A linha de transmissão Tucuruí-Macapá-Manaus é uma obra fascinante. Suas 3.351 torres, que chegam a ter 295 metros de altura - o equivalente a um prédio com 100 andares -, atravessam quase 1,8 mil quilômetros de selva. Mas os R$ 3,5 bilhões investidos na construção tinham um objetivo ainda mais grandioso: interligar a maior parte da Região Norte ao sistema elétrico nacional.
Oficialmente, a conexão ocorreu em 9 de julho com a conclusão da linha. Mas, na prática, não é bem assim. O Norte segue consumindo cerca de R$ 2 bilhões por ano para pagar o combustível de 27 térmicas. O motivo: a Amazonas Energia, distribuidora do grupo Eletrobrás, atrasou a sua parte das obras.
O Brasil tinha dois sistemas isolados ao Norte; o Acre/Rondônia, que foi interligado em 2009, e o Manaus/Macapá, que inclui Amazonas, Amapá e o oeste do Pará, e está sendo interligado agora. Como o sistema local é obsoleto, ficou a cargo da Amazonas Energia a compra e a instalação de novos equipamentos, mais potentes.
O prazo para cumprir o trabalho foi longo. Desde a licitação até a conexão no mês passado, a instalação do linhão levou cinco anos, três a mais do que o previsto. Nesse meio tempo, a distribuidora não fez quase nada. Das cinco novas subestações previstas, só uma foi concluída. De quatro linhas de transmissão projetadas, duas estão em obras. Por causa do atraso, só 10% da capacidade do linhão é utilizada.

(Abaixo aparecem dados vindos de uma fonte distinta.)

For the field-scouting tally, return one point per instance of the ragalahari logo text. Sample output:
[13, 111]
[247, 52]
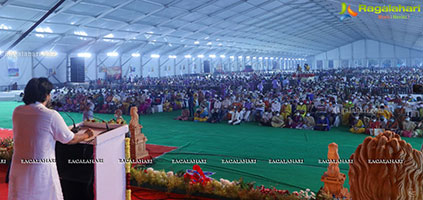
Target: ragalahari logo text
[348, 9]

Como o abastecimento de energia da Região Norte oficialmente deixou de ser isolado do resto do País, criou-se um impasse financeiro: os R$ 2 bilhões gastos com a compra do combustível das térmicas deveriam ser pagos exclusivamente pelos consumidores locais. Como o mercado é diminuto, o custo poderia chegar a R$ 70 MW/h. Para as famílias, significaria um adicional na conta de luz de R$ 15 a R$ 20 por mês - um valor alto, considerada a renda média da região.
Para evitar o rombo local, o Ministério de Minas e Energia publicou em 2 de agosto uma portaria criando um regulamento diferente para o Norte. A medida determina que a região, apesar de estar tecnicamente interligada ao sistema nacional, permanece subordinada às regras do sistema isolado até a conclusão das obras de distribuição. No setor, agora se diz que no Norte vigora “sistema semi-isolado” de abastecimento.
Economia suspensa. O mais grave nesse limbo técnico e regulatório é que a prometida economia de R$ 2 bilhões vai ficar para depois - e que parte da conta será paga pelo Tesouro Nacional. Até o ano passado, os recursos para cobrir o custo das térmicas nas região do sistema isolado eram cobrados na conta de luz de todos os brasileiros e depositados na Conta de Consumo de Combustíveis (CCC).
No início do ano, a CCC foi absorvida por outro encargo, a Conta de Desenvolvimento Energético (CDE), também cobrada na conta de luz. Como o governo prometeu reduzir o valor da energia, parte da CDE passou a ser coberta com recursos do Tesouro Nacional.
Há outra questão em suspenso: já não é possível garantir que o fim do sistema isolado vai render a prometida economia de R$ 2 bilhões. Segundo Hermes Chipp, diretor do Operador Nacional do Sistema (ONS), que monitora o abastecimento no País, as térmicas ficarão ligadas após a conclusão da interligação para garantir a segurança do abastecimento. A linha de transmissão feita para suportar 1.800 MW/h vai operar com 700 MW/h e picos eventuais de 900 MW/h. O restante do consumo será mantido pelas térmicas.
A prioridade será usar as térmicas a gás. Hoje há oito em operação. Mas, dependendo da demanda - local e nacional -, nada impede que sejam acionadas algumas ou todas as 19 térmicas a diesel e óleo combustível, as mais caras, cuja energia chega a custar R$ 1 mil o MW/h.